McCarroll was appointed a clinic physician in the Venereal Disease Division of the Newark Department of Health in 1934 due to her efforts in Sexually Transmitted Infection eradication. Eventually, she became the assistant epidemiologist for the city.

In 1939, she went on to earn her Master of Science in Public Health at the Columbia University College of Physicians and Surgeons. She did her postgraduate education at the Harvard School of Public Health. In July 1941, her work "Standard Curative Treatment of Early and Late Syphilis" was published in the Journal of the National Medical Association.

In 1946, the Newark City Hospital appointed her to be a part of their medical staff, making her the first African American to do so. There was a doctor shortage due to World War II at the time that increased the opportunities available to women and African American physicians. Post-war, seven years later, in 1953, she was also named the city's Deputy Health Officer. The Newark Beth Israel Hospital, still functioning under Jim Crow "separate but equal" practices granted her courtesy privileges to practice.

In 1955, the New Jersey Medical Society
chose McCarroll as the first physician to be named General Practitioner of the Year.

== Activism ==
McCarroll heralded the effort to end sexually transmitted infections during the early days of Franklin D. Roosevelt's New Deal, when Thomas Parran Jr., notorious for the Tuskegee syphilis experiment, was the Surgeon General of the United States' Public Health Service.

She joined the National Medical Association in 1929 and held multiple positions throughout her career, such as a member of the Board of Trustees for the organization's academic journal (1949-1955 and 1963-1973) and a chairman of the Committee on General Practitioner of the Year Award (from its inception 1955-1968) and the Publication Committee for 32 years. She performed several other services for the organization and was named "First Lady of the NMA".

McCarroll worked on state and local levels as president of the New Jersey Medical Society and the New Jersey State Medical Association. In addition, she was a member of the Essex County Medical Society, the State Medical Association of New Jersey, the American Medical Association, the American Venereal Disease Association, and the American Public Health Association. She also served as the president of the North Jersey Medical Association and the New Jersey Medical Society while medical organization in the south and in Washington, D.C. still barred African Americans.

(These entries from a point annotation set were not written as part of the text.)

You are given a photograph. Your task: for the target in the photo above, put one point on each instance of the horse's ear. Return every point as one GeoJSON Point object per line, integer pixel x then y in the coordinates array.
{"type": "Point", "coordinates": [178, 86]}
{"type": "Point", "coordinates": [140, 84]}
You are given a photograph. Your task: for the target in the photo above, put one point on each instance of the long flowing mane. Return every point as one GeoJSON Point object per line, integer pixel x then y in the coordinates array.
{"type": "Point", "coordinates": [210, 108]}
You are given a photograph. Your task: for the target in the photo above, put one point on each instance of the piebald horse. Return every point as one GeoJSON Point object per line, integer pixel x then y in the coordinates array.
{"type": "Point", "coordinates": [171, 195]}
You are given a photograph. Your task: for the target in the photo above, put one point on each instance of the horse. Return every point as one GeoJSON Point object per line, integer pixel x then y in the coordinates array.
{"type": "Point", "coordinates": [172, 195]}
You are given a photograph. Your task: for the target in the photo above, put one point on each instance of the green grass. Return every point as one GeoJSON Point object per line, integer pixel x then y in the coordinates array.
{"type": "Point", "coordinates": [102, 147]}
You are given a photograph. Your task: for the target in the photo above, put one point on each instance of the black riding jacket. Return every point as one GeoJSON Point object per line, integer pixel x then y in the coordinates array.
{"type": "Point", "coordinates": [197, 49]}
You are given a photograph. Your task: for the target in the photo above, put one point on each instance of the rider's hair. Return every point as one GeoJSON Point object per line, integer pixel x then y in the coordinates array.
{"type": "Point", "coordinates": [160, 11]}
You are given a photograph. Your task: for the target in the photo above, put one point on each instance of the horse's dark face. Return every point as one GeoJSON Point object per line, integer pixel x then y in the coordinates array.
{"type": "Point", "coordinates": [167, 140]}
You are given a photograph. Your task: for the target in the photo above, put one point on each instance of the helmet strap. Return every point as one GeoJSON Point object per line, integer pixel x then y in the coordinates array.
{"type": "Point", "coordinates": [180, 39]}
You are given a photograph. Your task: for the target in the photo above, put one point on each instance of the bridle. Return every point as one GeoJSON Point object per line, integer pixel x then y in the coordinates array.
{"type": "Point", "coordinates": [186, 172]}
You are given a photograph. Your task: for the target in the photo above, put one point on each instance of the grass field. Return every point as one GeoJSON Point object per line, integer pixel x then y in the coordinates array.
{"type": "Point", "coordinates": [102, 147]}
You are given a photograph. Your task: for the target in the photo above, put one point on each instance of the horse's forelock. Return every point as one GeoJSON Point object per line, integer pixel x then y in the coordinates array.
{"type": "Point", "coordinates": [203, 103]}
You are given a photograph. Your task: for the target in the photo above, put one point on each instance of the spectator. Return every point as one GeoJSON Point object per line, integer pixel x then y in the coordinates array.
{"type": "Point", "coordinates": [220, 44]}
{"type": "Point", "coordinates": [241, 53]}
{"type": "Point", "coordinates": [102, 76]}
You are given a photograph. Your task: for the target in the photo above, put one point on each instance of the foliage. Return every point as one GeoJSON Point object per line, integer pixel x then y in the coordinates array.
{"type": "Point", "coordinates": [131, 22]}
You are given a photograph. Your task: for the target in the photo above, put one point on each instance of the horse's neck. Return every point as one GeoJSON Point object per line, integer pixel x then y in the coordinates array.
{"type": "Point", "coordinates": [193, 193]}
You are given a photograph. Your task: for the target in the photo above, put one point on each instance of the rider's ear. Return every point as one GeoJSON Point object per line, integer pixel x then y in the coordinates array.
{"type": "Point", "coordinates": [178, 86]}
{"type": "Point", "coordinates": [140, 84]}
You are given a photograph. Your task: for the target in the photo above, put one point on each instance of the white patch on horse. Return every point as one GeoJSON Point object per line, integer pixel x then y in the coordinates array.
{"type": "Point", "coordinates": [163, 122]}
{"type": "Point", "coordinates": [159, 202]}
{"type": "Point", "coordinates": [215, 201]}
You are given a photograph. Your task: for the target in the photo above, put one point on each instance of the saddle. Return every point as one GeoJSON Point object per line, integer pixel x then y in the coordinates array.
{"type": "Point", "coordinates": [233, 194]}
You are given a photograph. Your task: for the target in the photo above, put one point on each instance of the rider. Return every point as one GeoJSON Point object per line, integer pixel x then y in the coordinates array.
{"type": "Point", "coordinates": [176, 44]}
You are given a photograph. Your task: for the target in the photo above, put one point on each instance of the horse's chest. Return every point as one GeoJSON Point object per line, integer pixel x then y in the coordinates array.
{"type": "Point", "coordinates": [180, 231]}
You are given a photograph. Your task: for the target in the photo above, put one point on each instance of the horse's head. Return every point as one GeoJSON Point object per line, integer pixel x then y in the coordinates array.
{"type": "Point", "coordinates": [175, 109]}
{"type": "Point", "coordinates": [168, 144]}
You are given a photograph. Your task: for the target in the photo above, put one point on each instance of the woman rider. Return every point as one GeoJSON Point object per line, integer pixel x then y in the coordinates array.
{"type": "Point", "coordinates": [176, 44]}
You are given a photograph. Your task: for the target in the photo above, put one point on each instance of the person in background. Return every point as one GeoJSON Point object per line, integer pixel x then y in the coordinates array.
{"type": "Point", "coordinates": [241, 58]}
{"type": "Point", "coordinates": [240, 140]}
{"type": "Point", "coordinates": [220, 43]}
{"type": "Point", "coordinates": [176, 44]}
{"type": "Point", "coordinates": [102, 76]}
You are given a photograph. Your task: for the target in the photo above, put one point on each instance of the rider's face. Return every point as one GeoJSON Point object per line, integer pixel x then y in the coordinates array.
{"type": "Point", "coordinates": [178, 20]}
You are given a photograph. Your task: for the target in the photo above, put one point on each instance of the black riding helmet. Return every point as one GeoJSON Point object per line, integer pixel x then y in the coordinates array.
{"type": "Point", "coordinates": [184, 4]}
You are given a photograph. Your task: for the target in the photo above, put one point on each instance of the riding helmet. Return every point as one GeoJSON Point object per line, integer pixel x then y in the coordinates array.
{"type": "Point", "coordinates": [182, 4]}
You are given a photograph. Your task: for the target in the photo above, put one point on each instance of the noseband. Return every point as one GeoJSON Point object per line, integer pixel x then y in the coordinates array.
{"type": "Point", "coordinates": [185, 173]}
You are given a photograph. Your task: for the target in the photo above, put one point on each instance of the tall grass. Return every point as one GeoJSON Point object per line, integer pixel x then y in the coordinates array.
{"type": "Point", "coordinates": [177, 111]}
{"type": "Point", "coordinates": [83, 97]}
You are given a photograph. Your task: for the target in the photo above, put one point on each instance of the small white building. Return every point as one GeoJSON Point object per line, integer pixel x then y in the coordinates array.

She also was active as a board member of the Newark branch of the NAACP, the Union League of Essex County, and the Full Neighborhood Guild. She organized the Neighborhood Guild and was a member of the National Alliance of Postal Employees, the Bethany Baptist Church, the League of Women Voters, the Daughters of Elks, and the Delta Sigma Theta sorority. She was a member and fieldworker of the Planned Parenthood Association of New Jersey.

== Honors ==
The North Jersey Medical Society awarded her a plaque in 1955 as its first "General Practitioner of the Year".

In July 1963, she became the first female physician whose picture appeared on the cover of the NMA Journal. At the time, the journal typically only showed recently retired or deceased, but they added her picture to honor her services. Slightly over a decade later, on August 14, 1973, the organization presented her a plaque reading: "In recognition of her dedicated involvement in the affairs of the National Medical Association—Its Publication Committee and Board of Trustees."

The city of Newark named the Department of Health building in her honor: the Haskins/McCarroll Building.